Wenn die Finanzkrise weiter um sich greift, dann werden Fernsehsender wieder mehr Stimmungsaufheller programmieren. Christoph Schwab,Head of Research beim Berliner Forschungsunternehmen Goldmedia Custom Research GmbH, hat sich mit vielen weiteren Einflüssen auseinandergesetzt, die sich in diesem Jahr auf das TV-Programm auswirken könnten. Hier sein Essay zu den TV-Trends 2012 unter dem Motto "Mit Heiterkeit durchs neue Jahr!?":
Angebot, Nachfrage und Umfeld – dieser Dreiklang entscheidet, wohin sich die TV-Programme 2012 entwickeln.
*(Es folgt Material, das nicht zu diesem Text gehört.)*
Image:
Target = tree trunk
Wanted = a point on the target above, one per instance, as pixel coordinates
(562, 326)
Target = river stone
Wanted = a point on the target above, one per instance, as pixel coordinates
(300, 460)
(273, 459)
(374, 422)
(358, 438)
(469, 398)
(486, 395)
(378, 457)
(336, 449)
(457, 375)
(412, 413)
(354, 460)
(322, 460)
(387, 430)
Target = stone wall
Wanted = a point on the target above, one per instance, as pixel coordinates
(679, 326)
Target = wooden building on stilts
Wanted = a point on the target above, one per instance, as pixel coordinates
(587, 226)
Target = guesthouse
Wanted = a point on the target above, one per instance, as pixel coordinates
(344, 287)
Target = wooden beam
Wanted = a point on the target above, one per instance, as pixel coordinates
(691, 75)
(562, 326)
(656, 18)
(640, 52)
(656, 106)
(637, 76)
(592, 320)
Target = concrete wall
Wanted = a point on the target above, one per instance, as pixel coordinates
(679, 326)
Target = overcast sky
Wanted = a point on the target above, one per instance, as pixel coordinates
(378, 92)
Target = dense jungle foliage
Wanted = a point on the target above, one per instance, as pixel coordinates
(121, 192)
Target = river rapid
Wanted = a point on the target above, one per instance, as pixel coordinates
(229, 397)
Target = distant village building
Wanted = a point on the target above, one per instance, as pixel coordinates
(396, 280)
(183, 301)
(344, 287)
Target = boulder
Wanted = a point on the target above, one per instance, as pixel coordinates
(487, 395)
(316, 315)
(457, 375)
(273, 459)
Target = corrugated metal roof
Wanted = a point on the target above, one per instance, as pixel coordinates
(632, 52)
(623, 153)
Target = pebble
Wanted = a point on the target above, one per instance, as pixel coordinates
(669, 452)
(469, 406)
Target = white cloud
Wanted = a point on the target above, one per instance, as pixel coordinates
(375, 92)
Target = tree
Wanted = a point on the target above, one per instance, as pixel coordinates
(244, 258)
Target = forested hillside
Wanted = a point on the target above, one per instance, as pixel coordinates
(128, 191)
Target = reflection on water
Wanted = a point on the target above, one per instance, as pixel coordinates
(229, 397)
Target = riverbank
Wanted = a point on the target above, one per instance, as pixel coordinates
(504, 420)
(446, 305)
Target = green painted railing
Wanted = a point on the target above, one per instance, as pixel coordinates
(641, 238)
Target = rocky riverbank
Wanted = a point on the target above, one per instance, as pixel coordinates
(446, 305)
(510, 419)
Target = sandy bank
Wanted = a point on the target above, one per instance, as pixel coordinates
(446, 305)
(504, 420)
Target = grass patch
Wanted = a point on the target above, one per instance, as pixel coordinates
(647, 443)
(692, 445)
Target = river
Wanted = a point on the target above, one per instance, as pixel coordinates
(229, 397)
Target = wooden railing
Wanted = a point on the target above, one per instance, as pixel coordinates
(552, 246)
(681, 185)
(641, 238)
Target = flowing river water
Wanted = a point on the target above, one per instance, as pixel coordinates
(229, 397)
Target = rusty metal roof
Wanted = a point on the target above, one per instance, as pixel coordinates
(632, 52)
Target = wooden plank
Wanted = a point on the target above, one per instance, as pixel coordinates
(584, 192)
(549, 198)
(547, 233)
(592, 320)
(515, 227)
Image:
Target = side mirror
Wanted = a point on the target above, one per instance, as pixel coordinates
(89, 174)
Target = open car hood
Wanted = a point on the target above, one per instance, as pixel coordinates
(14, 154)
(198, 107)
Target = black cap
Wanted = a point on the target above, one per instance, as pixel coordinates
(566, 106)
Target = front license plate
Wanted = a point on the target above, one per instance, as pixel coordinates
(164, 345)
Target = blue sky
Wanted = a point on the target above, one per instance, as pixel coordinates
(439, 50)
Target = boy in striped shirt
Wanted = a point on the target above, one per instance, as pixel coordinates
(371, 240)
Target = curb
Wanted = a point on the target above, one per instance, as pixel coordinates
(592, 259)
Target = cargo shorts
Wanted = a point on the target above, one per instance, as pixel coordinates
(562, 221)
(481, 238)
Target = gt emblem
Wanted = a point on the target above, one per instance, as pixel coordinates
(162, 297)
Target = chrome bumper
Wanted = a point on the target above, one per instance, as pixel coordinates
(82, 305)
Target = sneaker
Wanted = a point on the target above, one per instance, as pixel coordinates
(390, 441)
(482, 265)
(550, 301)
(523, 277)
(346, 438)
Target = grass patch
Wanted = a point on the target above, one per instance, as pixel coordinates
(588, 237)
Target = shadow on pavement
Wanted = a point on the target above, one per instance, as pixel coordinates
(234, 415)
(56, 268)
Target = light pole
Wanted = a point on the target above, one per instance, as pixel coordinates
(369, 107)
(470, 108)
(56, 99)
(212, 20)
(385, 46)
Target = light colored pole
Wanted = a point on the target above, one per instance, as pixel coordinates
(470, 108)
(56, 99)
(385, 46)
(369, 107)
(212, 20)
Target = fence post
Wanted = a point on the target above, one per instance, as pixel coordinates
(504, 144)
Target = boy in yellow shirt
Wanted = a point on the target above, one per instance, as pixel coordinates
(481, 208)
Wirft man den Blick in die Zukunft, stellen sich drei Kernfragen: Was sind die Bedürfnisse der Zuschauer (Nachfrage)? Was haben die Sender in petto (Angebot)? Und: Welche externen Faktoren wirken auf die TV-Nutzung (Umfeld)?
Beginnen wir mit der Nachfrage: Die Motive, fern zu schauen, sind unterschiedlich. Ein sehr wichtiges ist die "Stimmungsregulation". Schwankungen in der kollektiven Stimmung haben daher immer auch Einfluss auf die TV-Nutzung. Derzeit geht es den Deutschen gut, aber über uns schwebt das Damoklesschwert der Euro- und Finanzkrise. Sofern sie 2012 reale Auswirkungen haben sollte, werden in den Programmen insbesondere "Stimmungsaufheller" gefragt sein. Das kann man derzeit schon in den USA beobachten. Dort leidet die Bevölkerung noch immer unter der Wirtschaftsflaute und bei den Neustarts der TV-Saison konnten quotentechnisch insbesondere heitere Sitcoms wie "2 Broke Girls" punkten. Beliebt sind zudem Märchen-Serien – die Fantasiewelten lassen den Alltag besser vergessen. Für den Fall, dass sich 2012 auch die Stimmung der Deutschen trüben sollte, könnten Sender profitieren, die gut im Bereich Sitcom und Comedy positioniert sind – etwa ProSieben und Kabel eins. Auch für die "Smile & Crime"-Serien, die die ARD – derzeit noch mit überschaubarem Erfolg – im Vorabendprogramm als Köder für junge Zuschauer auswirft, könnte das Anlass zur Hoffnung sein.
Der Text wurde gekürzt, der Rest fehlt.